S 4 KR 332/01 ER

Land
Nordrhein-Westfalen
Sozialgericht
SG Düsseldorf (NRW)
Sachgebiet
Krankenversicherung
Abteilung
4
1. Instanz
SG Düsseldorf (NRW)
Aktenzeichen
S 4 KR 332/01 ER
Datum
2. Instanz
LSG Nordrhein-Westfalen
Aktenzeichen
-
Datum
-
3. Instanz
Bundessozialgericht
Aktenzeichen
-
Datum
-
Kategorie
Beschluss
1.) Die Antragsgegnerin wird im Wege der einstweiligen Anordnung vorläufig verpflichtet, die Kosten für die von H verordnete kombinierte Chemotherapie mit den Arzneimitteln Taxol und Epirubicin ab Dezember 2002 bis zum Abschluss des Hauptverfahrens zu erstatten bzw. zu übernehmen. 2.) Im Übrigen wird der Antrag zurückgewiesen. 3.) Die Antragsgegnerin trägt die Hälfte der erstattungsfähigen außergerichtlichen Kosten der Antragstellerin.

Gründe:

I. Die am 00.00.0000 geborene Antragstellerin begehrt die Erstattung der Kosten für die Arzneimittel Taxol bzw. Paclitaxel und Epirubicin bzw. Farmorubicin für die Monate ab August 2001.

Die Antragstellerin erkrankte im April 2000 an einem progredienten, metastasierenden postmenopausalen Mamma-Karzinom im Stadium pT1c pNO pMX G2. Am 12.04.2000 wurde eine brusterhaltende Operation mit axillärer Lymphomodektomie durchgeführt. Vom 05.12.2000 bis Februar 2001 wurde die Klägerin mit Tomoxifen 20 mg tgl. behandelt.

Nach dem Auftreten von Lebermetastasen wurde ab Februar 2001 eine palliative Chemotherapie nach dem CMF-Protokoll durchgeführt. Von April bis Juli 2001 schlossen sich 5 Zyklen mit Navelbine und 5 FU an.

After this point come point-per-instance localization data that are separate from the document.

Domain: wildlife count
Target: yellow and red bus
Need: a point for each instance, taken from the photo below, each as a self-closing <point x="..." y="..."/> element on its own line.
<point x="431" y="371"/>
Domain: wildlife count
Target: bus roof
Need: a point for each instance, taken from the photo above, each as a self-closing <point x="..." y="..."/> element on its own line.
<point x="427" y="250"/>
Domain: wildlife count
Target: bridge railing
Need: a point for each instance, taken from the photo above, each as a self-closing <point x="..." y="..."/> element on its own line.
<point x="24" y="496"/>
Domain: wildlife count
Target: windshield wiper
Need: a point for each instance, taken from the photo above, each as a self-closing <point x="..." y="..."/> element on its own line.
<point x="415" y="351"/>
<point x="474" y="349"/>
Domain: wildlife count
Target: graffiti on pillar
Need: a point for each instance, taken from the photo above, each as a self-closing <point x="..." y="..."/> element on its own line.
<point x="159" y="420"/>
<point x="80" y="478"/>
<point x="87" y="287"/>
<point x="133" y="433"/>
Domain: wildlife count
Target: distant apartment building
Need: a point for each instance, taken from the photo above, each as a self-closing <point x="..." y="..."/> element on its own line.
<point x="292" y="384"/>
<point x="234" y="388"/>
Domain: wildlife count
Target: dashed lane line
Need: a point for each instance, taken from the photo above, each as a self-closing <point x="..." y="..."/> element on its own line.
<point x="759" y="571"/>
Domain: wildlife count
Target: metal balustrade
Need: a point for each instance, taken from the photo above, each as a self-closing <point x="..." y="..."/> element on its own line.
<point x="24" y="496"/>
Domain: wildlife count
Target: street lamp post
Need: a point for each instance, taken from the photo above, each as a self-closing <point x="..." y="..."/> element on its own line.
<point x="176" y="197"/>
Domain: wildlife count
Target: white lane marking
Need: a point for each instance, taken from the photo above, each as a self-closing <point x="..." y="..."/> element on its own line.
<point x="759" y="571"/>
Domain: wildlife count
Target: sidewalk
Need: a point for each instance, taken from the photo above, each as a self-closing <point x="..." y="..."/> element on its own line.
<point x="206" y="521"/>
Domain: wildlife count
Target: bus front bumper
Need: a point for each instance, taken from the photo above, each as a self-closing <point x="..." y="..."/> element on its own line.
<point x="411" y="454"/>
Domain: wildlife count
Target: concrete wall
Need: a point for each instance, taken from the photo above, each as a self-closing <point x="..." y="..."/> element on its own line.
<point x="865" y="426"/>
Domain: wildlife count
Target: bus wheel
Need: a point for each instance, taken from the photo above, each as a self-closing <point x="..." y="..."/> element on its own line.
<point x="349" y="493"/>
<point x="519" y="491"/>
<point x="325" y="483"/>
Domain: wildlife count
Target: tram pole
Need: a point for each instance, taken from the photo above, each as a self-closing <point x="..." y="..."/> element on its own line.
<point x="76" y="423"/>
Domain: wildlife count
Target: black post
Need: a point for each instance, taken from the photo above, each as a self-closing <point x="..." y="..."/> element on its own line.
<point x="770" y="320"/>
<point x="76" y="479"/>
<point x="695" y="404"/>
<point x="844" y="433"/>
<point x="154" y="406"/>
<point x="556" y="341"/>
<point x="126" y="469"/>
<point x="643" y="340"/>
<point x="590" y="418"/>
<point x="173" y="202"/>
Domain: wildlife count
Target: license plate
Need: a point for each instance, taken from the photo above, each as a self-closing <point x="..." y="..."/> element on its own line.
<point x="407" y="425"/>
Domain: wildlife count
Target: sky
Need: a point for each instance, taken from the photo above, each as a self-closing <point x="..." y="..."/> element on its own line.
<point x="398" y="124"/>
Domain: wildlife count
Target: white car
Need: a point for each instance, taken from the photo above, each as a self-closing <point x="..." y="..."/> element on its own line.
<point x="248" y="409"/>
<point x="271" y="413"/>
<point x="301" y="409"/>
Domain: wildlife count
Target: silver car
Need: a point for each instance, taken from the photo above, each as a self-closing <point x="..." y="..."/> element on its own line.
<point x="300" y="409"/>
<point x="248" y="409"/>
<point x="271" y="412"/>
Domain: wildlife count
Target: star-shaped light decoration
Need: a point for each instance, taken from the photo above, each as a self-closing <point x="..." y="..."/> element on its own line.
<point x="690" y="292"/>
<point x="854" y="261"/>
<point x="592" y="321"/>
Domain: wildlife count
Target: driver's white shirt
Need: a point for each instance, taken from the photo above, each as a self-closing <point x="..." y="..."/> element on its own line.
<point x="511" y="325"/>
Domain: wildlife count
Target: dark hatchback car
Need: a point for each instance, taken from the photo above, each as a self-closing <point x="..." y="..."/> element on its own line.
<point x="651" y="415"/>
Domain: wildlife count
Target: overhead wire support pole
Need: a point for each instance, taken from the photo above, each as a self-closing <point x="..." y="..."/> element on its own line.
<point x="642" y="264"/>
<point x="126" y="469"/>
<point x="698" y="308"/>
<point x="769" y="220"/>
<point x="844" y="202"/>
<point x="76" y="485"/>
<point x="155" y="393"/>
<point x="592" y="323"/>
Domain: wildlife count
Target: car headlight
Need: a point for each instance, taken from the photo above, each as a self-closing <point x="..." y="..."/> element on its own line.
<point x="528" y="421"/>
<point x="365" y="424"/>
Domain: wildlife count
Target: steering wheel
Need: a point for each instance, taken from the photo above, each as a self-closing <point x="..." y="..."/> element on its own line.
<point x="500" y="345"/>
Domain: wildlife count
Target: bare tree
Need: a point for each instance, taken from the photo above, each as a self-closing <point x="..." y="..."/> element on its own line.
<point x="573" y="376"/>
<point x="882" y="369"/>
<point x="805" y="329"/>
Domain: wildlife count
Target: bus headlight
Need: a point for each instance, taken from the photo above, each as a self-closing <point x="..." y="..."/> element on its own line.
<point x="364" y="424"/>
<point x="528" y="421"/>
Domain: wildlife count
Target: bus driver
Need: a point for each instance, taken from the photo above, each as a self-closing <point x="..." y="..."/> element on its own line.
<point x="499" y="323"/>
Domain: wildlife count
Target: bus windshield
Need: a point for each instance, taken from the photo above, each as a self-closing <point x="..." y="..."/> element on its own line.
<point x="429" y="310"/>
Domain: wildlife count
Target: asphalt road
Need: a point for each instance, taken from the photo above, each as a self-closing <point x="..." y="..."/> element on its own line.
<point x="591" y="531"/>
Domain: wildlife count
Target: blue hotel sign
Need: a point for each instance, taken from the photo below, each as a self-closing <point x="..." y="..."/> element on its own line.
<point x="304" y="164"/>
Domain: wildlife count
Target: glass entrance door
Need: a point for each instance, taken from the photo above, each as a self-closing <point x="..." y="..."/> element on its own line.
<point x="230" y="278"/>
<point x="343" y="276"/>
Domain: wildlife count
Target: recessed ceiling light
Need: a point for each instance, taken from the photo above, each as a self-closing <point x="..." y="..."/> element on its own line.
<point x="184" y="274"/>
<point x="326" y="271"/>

Mit Schreiben vom 29.08.2001 beantragte der die Antragstellerin behandelnde Arzt, H, Facharzt für Hämatologie und internistische Onkologie bei der Antragsgegnerin die Kostenübernahme für eine kombinierte Therapie aus den Präparaten Taxol und Epirubicin. Die Therapie hätte zu diesem Zeitpunkt geändert werden müssen, weil die bis dahin durchgeführte Therapie keinen Erfolg gehabt hätte.

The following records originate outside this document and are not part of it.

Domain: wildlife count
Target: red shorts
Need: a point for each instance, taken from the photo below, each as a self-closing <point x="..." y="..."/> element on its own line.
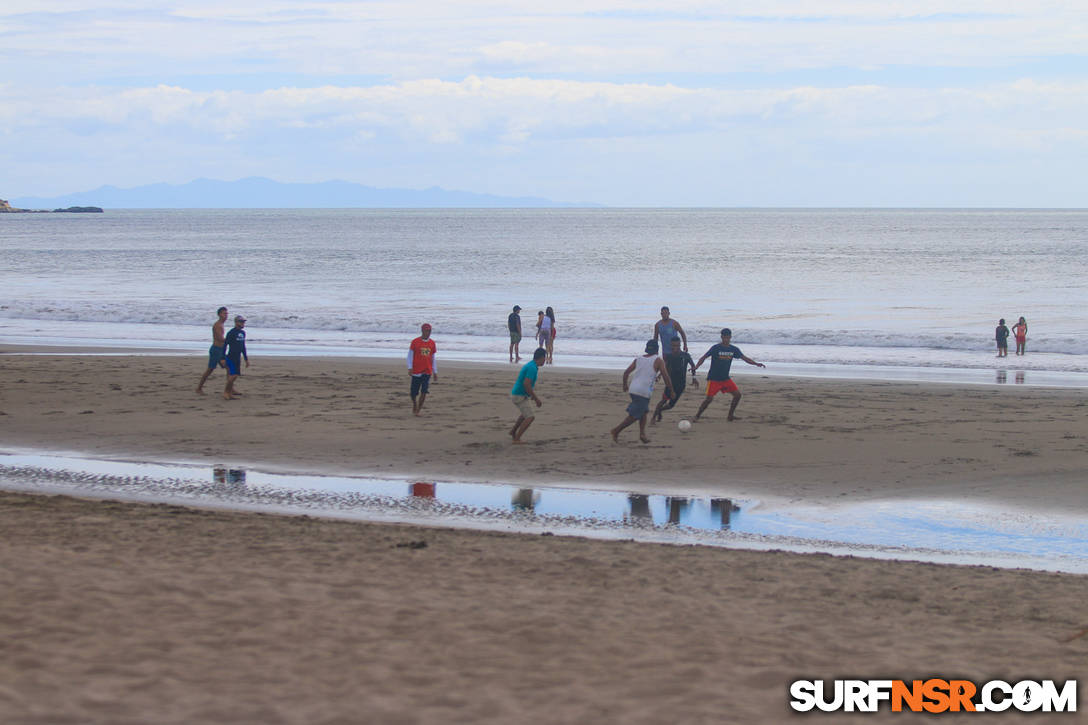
<point x="715" y="386"/>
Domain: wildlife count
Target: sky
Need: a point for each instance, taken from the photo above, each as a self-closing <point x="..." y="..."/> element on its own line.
<point x="635" y="102"/>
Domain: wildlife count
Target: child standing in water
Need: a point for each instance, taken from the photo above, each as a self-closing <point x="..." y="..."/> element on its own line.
<point x="1020" y="331"/>
<point x="1002" y="334"/>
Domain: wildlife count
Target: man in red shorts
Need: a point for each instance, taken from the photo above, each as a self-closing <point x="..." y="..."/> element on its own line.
<point x="717" y="380"/>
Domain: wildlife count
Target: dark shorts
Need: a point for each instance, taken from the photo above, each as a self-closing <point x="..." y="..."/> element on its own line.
<point x="420" y="384"/>
<point x="214" y="355"/>
<point x="639" y="407"/>
<point x="671" y="400"/>
<point x="715" y="386"/>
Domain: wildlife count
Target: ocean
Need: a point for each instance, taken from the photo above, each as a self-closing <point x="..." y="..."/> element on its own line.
<point x="844" y="293"/>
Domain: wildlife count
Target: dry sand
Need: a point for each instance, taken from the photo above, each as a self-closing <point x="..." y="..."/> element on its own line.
<point x="126" y="613"/>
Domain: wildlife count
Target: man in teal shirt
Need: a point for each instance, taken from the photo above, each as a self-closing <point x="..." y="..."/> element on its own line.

Mit Schreiben vom 25.09.2001 lehnte die Antragsgegnerin die Kostenübernahme ab. Beide Mittel seien in der ambulanten vertragsärztlichen Versorgung für verordnungsfähig. Die Verwendung nebeneinander widerspreche jedoch der indikationsgerechten Arzneimittelzulassung.

Mit dem dagegen am 01.10.2001 erhobenen Widerspruch machte die Antragstellerin geltend, die Anwendung nebeneinander entspreche dem aktuellen Stand der ärztlichen Heilkunst und gehöre zum Bereich der ärztlichen Behandlungsfreiheit.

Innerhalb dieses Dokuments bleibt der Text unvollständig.